Vom Kunden aus denken
Während übliche Manager vor allem an den Wettbewerb, ihre Quartalsziele und die Kosten denken, haben kluge Unternehmer längst verstanden, dass sich alles um die Kunden (und ihre Daten) dreht. Sie suchen gezielt nach Problemen und einer passenden Lösung dafür. „Vom Kunden her denken” nennen sie das. Auch Amazon folgt diesem Weg. Wer je bei einem verzwickten Anliegen mit deren Kundenservice zu tun hatte, der weiß, was ich meine. „Wir sehen uns als Erfinder, die die Welt für ihre Kunden besser machen wollen”, sagt Jeff Wilke, Amazon-CEO und zweiter Mann nach Jeff Bezos, in einem Wirtschaftswoche-Interview. „In jedem Land, in dem ich unterwegs bin, informiere ich mich zuerst darüber, wie es dort mit der Kundenzufriedenheit aussieht. Erst dann schaue ich mir die Umsatzzahlen an.”
Kundenwünsche steuern heute die Unternehmen. Was die Kunden „disliken”, fällt durch. Was sie hingegen in den Himmel loben, kann Weltruhm erlangen. Durch digitale Anwendungsprogramme beschleunigt, sind sie unglaublich schnell unterwegs. Ihre Erwartungen steigen täglich. Die Messlatte ist aus ihrer Sicht nicht der Wettbewerb, sondern branchenübergreifend der Beste seines Fachs.
Weg vom „Silodenken”
Tradierte Unternehmen hecheln dem, was Interessenten und Konsumenten heute wünschen und wollen, meist nur hinterher. Viele werden diesen Wettlauf verlieren. Die Bremskraft ihrer Strukturen, die Trägheit ihrer Prozesse und veraltete Mindsets werfen sie aus dem Rennen. Sie sind vor allem gut darin, Vorgehensweisen mühsam zu machen, ihren Kunden Zeit zu stehlen und ihnen ein schlechtes Gefühl zu geben. Früher haben die Kunden so was murrend ertragen. Aber diese Zeiten sind längst vorbei.
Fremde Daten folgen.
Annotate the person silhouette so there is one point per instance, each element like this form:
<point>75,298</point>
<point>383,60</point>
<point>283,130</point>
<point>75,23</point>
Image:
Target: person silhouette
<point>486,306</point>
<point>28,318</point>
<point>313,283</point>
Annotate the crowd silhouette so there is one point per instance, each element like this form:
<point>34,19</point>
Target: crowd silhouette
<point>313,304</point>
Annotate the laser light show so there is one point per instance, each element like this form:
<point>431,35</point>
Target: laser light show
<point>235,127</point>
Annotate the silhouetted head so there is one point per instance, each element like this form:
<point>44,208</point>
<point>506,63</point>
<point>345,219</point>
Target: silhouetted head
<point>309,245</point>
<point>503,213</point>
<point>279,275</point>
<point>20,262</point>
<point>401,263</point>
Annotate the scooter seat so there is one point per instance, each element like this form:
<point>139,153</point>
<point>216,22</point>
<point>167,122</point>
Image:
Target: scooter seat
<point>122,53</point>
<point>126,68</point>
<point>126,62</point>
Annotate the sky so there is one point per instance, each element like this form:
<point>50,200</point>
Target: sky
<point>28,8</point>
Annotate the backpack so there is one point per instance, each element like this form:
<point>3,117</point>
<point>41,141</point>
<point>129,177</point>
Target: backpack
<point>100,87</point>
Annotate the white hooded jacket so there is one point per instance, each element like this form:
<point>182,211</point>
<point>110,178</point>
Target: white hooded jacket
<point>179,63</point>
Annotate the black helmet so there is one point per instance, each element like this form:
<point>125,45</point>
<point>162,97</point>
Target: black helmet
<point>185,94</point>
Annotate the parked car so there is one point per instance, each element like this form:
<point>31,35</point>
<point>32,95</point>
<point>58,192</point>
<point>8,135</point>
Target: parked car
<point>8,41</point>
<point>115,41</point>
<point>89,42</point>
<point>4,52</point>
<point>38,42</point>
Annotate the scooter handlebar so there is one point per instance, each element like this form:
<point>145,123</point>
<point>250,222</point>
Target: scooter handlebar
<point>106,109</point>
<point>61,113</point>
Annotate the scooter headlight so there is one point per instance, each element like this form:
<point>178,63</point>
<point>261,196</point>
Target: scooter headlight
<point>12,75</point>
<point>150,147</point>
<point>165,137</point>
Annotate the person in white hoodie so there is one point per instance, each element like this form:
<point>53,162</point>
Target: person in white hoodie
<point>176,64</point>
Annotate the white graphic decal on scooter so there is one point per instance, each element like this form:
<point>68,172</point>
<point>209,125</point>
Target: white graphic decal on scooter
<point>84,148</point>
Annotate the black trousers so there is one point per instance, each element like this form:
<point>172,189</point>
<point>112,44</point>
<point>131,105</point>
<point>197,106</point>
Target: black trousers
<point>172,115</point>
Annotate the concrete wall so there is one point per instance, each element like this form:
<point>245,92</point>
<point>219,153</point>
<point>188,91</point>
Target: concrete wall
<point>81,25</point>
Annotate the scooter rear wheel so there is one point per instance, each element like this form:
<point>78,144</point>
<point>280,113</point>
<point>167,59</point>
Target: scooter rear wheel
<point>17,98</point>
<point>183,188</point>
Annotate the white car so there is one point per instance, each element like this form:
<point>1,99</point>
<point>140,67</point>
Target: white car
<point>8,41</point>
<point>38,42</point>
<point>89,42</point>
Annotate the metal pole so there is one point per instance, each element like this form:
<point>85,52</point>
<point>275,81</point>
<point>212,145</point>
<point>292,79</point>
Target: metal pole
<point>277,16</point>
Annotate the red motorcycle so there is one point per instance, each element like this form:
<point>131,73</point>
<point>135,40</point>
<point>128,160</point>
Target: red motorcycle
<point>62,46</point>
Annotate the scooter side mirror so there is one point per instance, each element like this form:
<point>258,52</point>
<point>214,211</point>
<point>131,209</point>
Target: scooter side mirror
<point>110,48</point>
So wird sich das Marketing, das vielfach immer mehr zur Werbeschleuder und zum Datenjunkie verkommt, schnellstens neu aufstellen müssen. Silodenken, isolierte Aktivitäten und Bereichsegoismen sind nicht mehr tragbar. Experten aus den einzelnen Disziplinen werden sich um Kundengruppen und -projekte scharen und das Bestmögliche für die Kunden tun. Alle Aktivitäten an den einzelnen Touchpoints sind dabei synchronisiert – Customer Touchpoint Manager werden das steuern.
Brücken schlagen
Kernaufgabe des Customer Touchpoint Managers ist es, als Brückenbauer an den externen Touchpoints des Unternehmens, also den Berührungspunkten u.a. zwischen Produkten, Mitarbeitern und Kunden, eine 100%ige Kundenfokussierung zu erreichen. Ihr Ziel ist die Transformation des gesamten Unternehmens hin zu einer kundenorientierten Organisation.